Somehow the work of God in my life. Had to embrace my fears. 

Easter story in Mark 16 is about embracing fears before being able to follow Jesus. 

Mark 16 is a riddle. Original text ends at v. 8, rest of original gospel is lost. 9-20 are later additions. 

Reader is left to speculate original ending: Jesus appeared to disciples in Galilee, reconciled with Peter. 

Still must deal with women. Show verses. Other gospels say more about their involvement.  

Easter story: got up on Sunday, purchased spices, wondered who would roll away the stone.  

Young man sitting on the right side. White robe signifies heavenly messenger. Tells them Jesus has been raised.  

Tells them to notify disciples, especially Peter, that Jesus will meet them in Galilee, as he promised.  

Women fled in fear. End of gospel.  

Put yourself in the place of the women.  

Christian community not afraid to speak the gospel. Sometimes our boldness is annoying. 

Reaction to work of God in the world is often fear.
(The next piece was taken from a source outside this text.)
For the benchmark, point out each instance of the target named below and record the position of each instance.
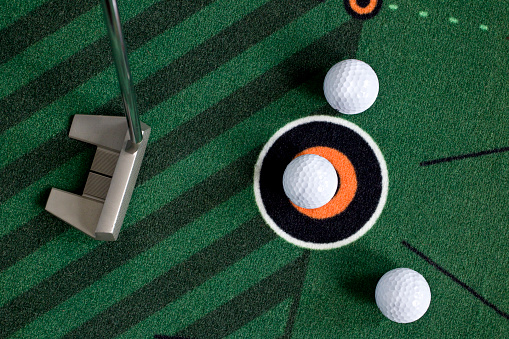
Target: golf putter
(121, 145)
Afraid because we cannot control it.  

Rolling of stone is out of the disciples hands. Young man in white robe is out of their hands. Jesus’ journey to Galilee is out of their hands. Can’t control work of God. 

Church is often not willing to accept secondary role. Relationship between church and society is changing drastically.  

Society no longer listens to the church in matters of morality. Many in church see relationship in terms of a battle. 

React out of fear? Comparison to 19th century Europe and papal infallibility. 

We cannot act out of fear. Must embrace our fears. No matter what happens, whether the gospel is accepted or rejected, regardless of whether or not some Christians think we’re winning or losing the war to keep this country a Christian nation, we cannot act out of fear.  

Forget that salvation is not our job, but God’s. We forget that Jesus is going ahead of us still. Cultural battle is not ours to win or lose. It’s God’s problem. Reaction of fear is desperate and inappropriate.